Раскрыла в тот же вечер, и в первые несколько вечеров от чтения перехватывало горло. Для меня она стала не просто любимой книгой, а одной из книг, перевернувших мою жизнь, источником открытий и догадок. В мою голову хлынула вся Европа – правда, при условии, что я начну ее оплакивать. А чахотка – немножко стыдная (как намекала моя мать) болезнь, которая давным-давно в экзотической дали прикончила моего настоящего, почти невообразимого отца, но после нашего переезда в Тусон стала казаться широко распространенным несчастьем, – открылась мне как высший символ интереса к скорби и духовной жизни! Высокогорное сообщество тяжелобольных с изъеденными легкими было вариацией (облагороженной) живописного, дорожащего своим климатом курортного городка с сорока десятками клиник и санаториев в пустыне, куда моя мать вынужденно переселилась ради ребенка-астматика – ради меня. На волшебной горе персонажи были идеями, идеи – страстями, как, по моему извечному разумению, и должно быть. Но идеи как таковые поочередно увлекали меня ввысь, затягивали в свои миры: восторженность гуманиста Сеттембрини так же настоятельно, как угрюмость и насмешливость Нафты. А мягкий, добродушный, целомудренный сирота Ганс Касторп, главное действующее лицо романа Манна, – о, это был герой моей души, герой мне по сердцу, по моему беззащитному сердцу, не в последнюю очередь благодаря тому, что он был сирота, а мое воображение было целомудренным. Меня завораживало то, с какой Манн нежностью,

хотя и с примесью снисходительности рисует его образ: слегка простоватый, не в меру серьезный, послушный юноша с посредственными способностями (себя я тоже считала посредственностью, если судить без поблажек). С нежностью. Пусть Ганс Касторп – истинный паинька (ужасающее обвинение, которое мне однажды предъявила мать), что с того? Этим он и отличается от других, он им не чета. Мне это до боли знакомо: пиетет, ставший его жизненным призванием, его затворничество. Ганс словно бы носил с собой этакую хижину отшельника и, пребывая среди других, учтиво уединялся. Его жизнь состояла из тягостных рутинных обязанностей (полезных ему, по мнению опекунов) вперебивку с вольными, страстными разговорами – один в один мой тогдашний распорядок дня, блистательно транспонированный в мир книги!
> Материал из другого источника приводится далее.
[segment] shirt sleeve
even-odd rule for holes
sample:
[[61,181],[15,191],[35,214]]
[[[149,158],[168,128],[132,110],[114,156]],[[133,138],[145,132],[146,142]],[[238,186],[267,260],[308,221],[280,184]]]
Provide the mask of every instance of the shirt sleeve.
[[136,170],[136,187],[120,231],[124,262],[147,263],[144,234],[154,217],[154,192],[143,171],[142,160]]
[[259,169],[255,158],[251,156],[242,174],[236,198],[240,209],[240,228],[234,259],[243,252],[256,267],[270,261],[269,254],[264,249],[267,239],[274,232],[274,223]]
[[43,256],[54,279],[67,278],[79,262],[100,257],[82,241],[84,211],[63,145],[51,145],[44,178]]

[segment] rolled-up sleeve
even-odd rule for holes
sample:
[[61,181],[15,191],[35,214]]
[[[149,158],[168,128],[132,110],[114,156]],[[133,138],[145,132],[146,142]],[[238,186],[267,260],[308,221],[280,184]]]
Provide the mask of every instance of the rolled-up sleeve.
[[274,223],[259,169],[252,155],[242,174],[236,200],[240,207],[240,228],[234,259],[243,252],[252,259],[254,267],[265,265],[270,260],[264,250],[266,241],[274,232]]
На месяц я переселилась в книгу. Прочла ее от корки до корки почти стремглав: возбуждение взяло верх над желанием неторопливо смаковать детали. Правда, мне пришлось притормозить на страницах 334–343, когда Ганс Касторп и Клавдия Шоша наконец-то заговаривают о любви, но на французском, на языке, которого я еще ни дня не изучала; впрочем, я решила не упустить ни одной фразы, приобрела французско-английский словарь, каждое сказанное ими слово отыскала в словаре. Когда я дошла до последней страницы, мне не захотелось разлучаться с книгой, и я вернулась к началу и, навязав себе темп, которого «Волшебная гора» заслуживала по справедливости, стала перечитывать вслух, по главе за вечер.